The most amazing thing I saw was that the Coalition was able to sit back and let the Iraqi Army quell the violence. Units comprised of Shia, Sunni, and Kurd did not disintegrate but instead performed well. Iraqi forces are stepping up.
Of the 435 company-level or higher operations conducted in Iraq last week, 31 percent were independent Iraqi operations, Army Maj. Gen. Rick Lynch, Multinational Force Iraq spokesman, said at a news briefing.Another surprise was that, just as in the Cartoon case, the riots were not spontaneous but rather politically motivated. Mohammed at Iraq the Model gives an eyewitness account.
As a person who lives in Baghdad I've been following the situation from the early hours after the attack; on Wednesday morning I was on my way to work when I heard the news on the radio and I began watching closely to probe the feelings of the common people. People were at work as they always are, clerks behind their desks, grocers looking after their goods and municipal workers picking trash from the streets and I haven't noticed any unusual feelings among the people I came in contact with. In general life was normal until noon in the Shia majority district of Baghdad and there were absolutely no signs of a crisis of any sort. But on my way home I saw the men in black take to the streets after Ayatollah Sistani issued his fatwa.
So…the protests were not spontaneous like clerics want us to think; in fact the only spontaneous protest was the one in Samarra itself!Calm has returned to Sammara, the spontaneous riot Mohammed refers to were Sunni’s condemning the act and calling for Iraqi unity.
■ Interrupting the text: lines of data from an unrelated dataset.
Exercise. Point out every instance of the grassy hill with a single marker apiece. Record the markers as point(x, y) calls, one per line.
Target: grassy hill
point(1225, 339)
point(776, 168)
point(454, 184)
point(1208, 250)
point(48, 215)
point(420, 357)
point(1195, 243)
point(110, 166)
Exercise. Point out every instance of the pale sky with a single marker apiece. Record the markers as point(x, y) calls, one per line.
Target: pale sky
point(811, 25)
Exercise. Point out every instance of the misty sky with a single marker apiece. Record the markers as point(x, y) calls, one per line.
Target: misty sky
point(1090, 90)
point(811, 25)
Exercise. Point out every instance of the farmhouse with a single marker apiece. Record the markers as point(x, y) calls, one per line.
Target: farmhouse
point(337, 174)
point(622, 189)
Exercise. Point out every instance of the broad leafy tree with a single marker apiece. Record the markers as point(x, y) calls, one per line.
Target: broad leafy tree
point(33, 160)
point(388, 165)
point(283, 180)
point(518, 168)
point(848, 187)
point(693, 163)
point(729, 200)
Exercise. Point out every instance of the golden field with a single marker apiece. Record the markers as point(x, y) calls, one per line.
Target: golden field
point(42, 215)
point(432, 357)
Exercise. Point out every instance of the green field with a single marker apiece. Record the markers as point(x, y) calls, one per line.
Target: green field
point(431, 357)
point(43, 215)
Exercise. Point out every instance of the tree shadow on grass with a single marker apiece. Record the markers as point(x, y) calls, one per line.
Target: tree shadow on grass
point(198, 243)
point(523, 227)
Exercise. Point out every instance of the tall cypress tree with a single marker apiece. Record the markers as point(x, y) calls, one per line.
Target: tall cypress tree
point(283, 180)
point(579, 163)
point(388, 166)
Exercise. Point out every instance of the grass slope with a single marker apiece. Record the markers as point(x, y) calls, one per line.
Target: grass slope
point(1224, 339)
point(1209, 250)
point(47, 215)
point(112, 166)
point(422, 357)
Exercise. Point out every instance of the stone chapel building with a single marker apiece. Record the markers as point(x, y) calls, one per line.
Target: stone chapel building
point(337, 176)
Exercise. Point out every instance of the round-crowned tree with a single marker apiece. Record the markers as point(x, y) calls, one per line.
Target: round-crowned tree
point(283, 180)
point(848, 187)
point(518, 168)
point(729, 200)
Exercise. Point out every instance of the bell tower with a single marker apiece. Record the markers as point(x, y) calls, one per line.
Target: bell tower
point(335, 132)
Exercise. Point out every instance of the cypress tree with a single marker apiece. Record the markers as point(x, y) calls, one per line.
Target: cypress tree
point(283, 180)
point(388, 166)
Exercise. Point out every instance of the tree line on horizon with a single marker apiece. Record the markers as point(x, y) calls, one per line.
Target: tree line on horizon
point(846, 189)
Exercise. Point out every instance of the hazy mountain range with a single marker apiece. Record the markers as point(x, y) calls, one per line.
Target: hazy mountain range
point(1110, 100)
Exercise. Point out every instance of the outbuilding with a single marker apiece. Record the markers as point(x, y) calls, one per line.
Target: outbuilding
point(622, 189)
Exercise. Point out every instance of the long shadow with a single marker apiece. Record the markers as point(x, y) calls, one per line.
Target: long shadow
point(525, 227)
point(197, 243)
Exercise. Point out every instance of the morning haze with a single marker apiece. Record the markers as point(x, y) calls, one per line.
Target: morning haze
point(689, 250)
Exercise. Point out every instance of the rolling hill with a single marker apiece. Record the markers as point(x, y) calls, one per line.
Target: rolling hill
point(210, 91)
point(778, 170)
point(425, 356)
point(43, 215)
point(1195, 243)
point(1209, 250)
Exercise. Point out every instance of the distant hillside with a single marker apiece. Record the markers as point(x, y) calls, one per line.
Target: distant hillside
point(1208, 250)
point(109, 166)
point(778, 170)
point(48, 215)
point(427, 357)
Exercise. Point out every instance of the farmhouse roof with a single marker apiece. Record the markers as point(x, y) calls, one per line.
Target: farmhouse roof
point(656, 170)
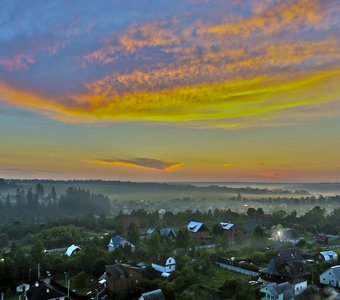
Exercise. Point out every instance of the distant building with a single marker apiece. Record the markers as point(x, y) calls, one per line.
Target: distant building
point(127, 220)
point(164, 264)
point(232, 230)
point(331, 276)
point(287, 265)
point(72, 249)
point(326, 256)
point(288, 235)
point(122, 277)
point(120, 242)
point(153, 295)
point(167, 232)
point(198, 231)
point(283, 291)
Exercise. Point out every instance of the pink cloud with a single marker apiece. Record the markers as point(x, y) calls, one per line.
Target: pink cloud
point(18, 61)
point(272, 174)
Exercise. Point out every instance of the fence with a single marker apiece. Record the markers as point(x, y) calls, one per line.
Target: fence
point(238, 269)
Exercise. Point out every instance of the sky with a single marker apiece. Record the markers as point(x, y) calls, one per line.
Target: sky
point(180, 90)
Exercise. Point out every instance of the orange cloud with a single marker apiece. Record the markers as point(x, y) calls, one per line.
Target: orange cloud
point(149, 163)
point(273, 174)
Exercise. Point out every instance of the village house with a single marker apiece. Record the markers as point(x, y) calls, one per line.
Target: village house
point(152, 295)
point(40, 291)
point(167, 232)
point(283, 291)
point(331, 276)
point(122, 277)
point(232, 230)
point(120, 242)
point(326, 256)
point(72, 249)
point(198, 231)
point(287, 265)
point(127, 220)
point(164, 264)
point(322, 239)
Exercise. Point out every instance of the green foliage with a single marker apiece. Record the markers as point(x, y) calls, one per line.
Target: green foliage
point(182, 239)
point(258, 258)
point(37, 251)
point(3, 240)
point(235, 289)
point(133, 234)
point(81, 280)
point(60, 236)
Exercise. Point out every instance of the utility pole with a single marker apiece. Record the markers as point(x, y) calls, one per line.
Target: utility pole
point(65, 279)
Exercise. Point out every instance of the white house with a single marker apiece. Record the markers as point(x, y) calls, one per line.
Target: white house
point(72, 249)
point(119, 241)
point(22, 288)
point(331, 276)
point(299, 286)
point(165, 264)
point(328, 256)
point(282, 291)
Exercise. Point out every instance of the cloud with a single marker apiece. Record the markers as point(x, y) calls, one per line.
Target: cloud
point(19, 61)
point(25, 171)
point(273, 174)
point(228, 165)
point(149, 163)
point(258, 64)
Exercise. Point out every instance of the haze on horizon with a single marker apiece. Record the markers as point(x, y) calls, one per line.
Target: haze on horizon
point(190, 90)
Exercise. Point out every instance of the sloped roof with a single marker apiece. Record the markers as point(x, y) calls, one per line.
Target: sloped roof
point(290, 254)
point(161, 260)
point(154, 295)
point(283, 288)
point(117, 241)
point(71, 249)
point(329, 255)
point(119, 270)
point(336, 270)
point(150, 231)
point(226, 225)
point(194, 226)
point(166, 231)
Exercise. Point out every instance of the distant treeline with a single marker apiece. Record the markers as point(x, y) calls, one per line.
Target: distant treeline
point(37, 206)
point(128, 186)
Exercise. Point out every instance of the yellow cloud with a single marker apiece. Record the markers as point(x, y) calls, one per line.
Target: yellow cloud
point(148, 163)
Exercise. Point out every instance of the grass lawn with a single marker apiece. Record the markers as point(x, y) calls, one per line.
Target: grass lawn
point(221, 275)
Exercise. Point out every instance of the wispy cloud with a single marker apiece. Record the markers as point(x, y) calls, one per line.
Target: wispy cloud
point(149, 163)
point(256, 64)
point(273, 174)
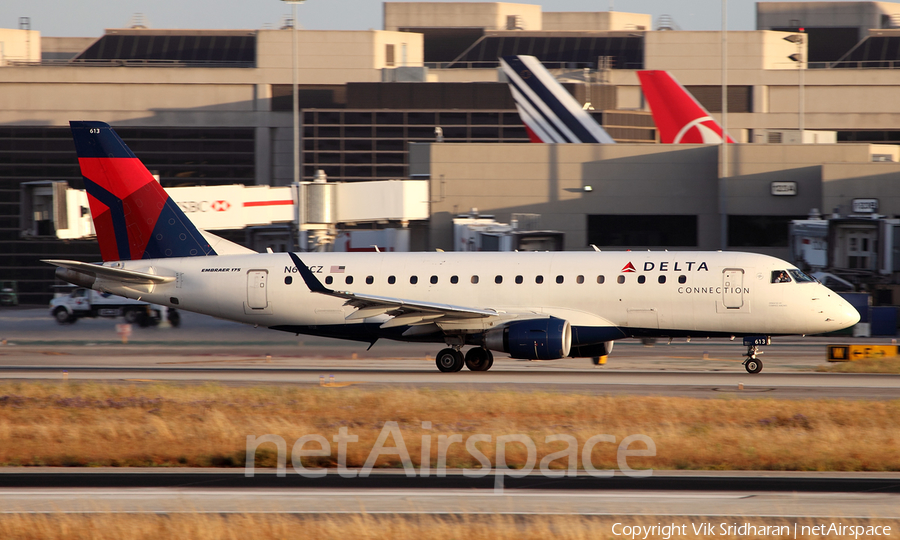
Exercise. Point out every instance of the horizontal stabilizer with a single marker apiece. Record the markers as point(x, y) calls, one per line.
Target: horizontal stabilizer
point(113, 274)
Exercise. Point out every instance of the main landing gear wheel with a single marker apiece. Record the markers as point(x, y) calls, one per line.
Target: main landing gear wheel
point(753, 365)
point(479, 359)
point(449, 360)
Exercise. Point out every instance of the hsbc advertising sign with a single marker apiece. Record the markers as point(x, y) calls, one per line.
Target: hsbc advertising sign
point(235, 206)
point(190, 207)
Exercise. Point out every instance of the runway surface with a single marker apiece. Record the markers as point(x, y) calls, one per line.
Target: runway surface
point(34, 347)
point(832, 496)
point(207, 349)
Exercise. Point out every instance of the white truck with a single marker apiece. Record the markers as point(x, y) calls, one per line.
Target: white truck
point(90, 303)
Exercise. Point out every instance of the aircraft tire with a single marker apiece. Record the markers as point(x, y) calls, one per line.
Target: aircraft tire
point(449, 360)
point(753, 365)
point(479, 359)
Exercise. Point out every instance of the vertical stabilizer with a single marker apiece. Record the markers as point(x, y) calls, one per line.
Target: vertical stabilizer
point(678, 116)
point(133, 215)
point(549, 111)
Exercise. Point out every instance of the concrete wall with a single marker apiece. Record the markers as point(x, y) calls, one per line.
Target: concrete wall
point(549, 180)
point(698, 55)
point(63, 48)
point(823, 14)
point(843, 182)
point(501, 179)
point(487, 15)
point(20, 46)
point(595, 20)
point(333, 57)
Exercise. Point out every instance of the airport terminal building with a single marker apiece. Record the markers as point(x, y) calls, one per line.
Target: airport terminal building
point(424, 99)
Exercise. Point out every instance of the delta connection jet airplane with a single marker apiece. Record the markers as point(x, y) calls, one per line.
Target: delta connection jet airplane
point(530, 305)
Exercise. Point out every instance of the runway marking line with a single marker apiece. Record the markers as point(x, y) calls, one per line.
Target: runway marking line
point(223, 361)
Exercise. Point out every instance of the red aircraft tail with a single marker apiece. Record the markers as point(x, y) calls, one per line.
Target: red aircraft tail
point(678, 116)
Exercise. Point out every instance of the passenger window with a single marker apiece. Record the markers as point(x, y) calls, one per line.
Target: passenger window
point(780, 276)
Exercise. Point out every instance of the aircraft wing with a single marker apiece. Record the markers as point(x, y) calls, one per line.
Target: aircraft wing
point(404, 312)
point(105, 272)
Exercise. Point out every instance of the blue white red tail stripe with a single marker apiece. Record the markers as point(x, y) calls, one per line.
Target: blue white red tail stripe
point(133, 215)
point(549, 112)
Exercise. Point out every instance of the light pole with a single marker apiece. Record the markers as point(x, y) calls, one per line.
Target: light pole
point(798, 57)
point(723, 203)
point(296, 99)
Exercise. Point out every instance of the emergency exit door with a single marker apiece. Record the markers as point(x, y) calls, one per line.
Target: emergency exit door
point(257, 297)
point(733, 288)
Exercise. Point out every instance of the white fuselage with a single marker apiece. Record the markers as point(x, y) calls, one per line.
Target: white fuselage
point(668, 293)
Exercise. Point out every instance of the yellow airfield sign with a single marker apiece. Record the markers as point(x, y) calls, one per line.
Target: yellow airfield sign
point(849, 353)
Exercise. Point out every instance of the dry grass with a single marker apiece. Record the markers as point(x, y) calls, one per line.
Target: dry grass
point(363, 526)
point(98, 424)
point(869, 365)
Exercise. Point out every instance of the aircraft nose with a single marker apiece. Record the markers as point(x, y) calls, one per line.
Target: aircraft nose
point(847, 315)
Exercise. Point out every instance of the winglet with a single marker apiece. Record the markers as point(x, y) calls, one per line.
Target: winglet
point(311, 281)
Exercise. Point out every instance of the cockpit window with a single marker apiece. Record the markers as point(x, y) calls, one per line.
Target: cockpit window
point(780, 276)
point(800, 277)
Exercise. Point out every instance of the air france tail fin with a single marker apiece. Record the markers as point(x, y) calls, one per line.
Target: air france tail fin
point(133, 215)
point(550, 113)
point(678, 115)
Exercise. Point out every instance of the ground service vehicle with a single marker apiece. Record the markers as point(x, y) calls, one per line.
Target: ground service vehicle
point(90, 303)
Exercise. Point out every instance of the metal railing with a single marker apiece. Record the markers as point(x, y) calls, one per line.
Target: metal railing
point(78, 62)
point(856, 64)
point(493, 64)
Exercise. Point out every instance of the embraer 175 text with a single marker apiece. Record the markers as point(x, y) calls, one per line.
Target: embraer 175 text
point(529, 305)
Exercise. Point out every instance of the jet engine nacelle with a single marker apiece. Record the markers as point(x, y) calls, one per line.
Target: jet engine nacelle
point(536, 339)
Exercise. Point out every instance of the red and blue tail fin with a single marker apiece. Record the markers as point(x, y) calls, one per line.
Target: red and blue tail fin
point(679, 117)
point(133, 215)
point(549, 111)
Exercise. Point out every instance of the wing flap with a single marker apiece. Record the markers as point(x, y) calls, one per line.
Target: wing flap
point(402, 310)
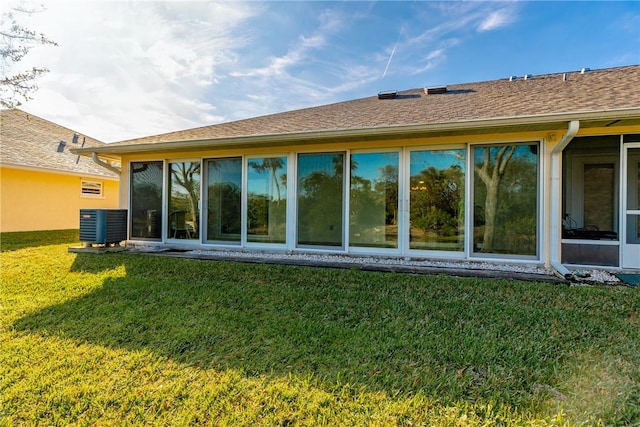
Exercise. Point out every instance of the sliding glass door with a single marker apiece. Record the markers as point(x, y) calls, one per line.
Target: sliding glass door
point(184, 201)
point(224, 200)
point(373, 200)
point(505, 199)
point(267, 200)
point(320, 197)
point(436, 200)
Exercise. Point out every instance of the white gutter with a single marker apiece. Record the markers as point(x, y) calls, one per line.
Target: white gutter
point(104, 164)
point(556, 199)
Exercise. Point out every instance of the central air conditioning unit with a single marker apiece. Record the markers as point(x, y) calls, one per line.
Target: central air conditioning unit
point(103, 226)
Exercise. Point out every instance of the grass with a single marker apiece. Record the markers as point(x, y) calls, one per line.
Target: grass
point(122, 338)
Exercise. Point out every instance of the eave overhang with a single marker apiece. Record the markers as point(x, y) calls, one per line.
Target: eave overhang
point(591, 119)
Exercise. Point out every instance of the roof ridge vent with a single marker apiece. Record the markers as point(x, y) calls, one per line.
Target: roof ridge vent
point(434, 90)
point(388, 94)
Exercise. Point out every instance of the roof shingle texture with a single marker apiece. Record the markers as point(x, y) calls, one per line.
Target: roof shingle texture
point(32, 142)
point(572, 92)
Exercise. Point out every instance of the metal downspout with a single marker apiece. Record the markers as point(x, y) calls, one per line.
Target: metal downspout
point(556, 199)
point(104, 164)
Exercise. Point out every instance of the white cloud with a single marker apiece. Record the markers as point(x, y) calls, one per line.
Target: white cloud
point(496, 19)
point(151, 58)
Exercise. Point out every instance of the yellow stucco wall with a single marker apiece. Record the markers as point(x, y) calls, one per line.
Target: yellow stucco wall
point(39, 200)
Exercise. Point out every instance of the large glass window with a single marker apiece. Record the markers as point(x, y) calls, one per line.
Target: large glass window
point(436, 200)
point(373, 203)
point(224, 198)
point(146, 200)
point(505, 195)
point(267, 199)
point(591, 187)
point(320, 199)
point(184, 200)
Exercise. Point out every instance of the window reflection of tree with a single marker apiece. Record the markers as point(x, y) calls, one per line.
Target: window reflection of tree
point(505, 192)
point(320, 202)
point(187, 176)
point(266, 212)
point(437, 203)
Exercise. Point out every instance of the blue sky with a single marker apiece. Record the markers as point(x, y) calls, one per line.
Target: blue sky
point(129, 69)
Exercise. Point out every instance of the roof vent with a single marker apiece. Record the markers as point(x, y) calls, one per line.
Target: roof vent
point(388, 94)
point(434, 90)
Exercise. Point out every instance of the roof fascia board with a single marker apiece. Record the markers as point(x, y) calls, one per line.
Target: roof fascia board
point(58, 172)
point(301, 137)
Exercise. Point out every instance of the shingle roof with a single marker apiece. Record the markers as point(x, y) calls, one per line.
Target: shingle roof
point(32, 142)
point(560, 93)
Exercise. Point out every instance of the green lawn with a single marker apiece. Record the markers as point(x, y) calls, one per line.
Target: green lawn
point(132, 339)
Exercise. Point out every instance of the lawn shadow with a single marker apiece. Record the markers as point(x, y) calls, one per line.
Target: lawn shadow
point(452, 338)
point(14, 241)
That was pretty much the case for most clerics and Government officials. That was pretty much the case for most Iraqis. Like its Fitzmass hopes it looks like the MSM is not going to get its civil war. Unfortunately since the American public still gets most of its news from the MSM and The Daily Show it may not matter.
I live here and I've seen the whole thing. The demonstrations in Baghdad began after the fatwa and I saw how shop keepers unwillingly closed their shops when the men in black with their arms and loudspeakers ordered them to do so "in the name of the Hawza" and I saw the sad look on the faces of people abandoning their only source of income for a time that could go indefinitely.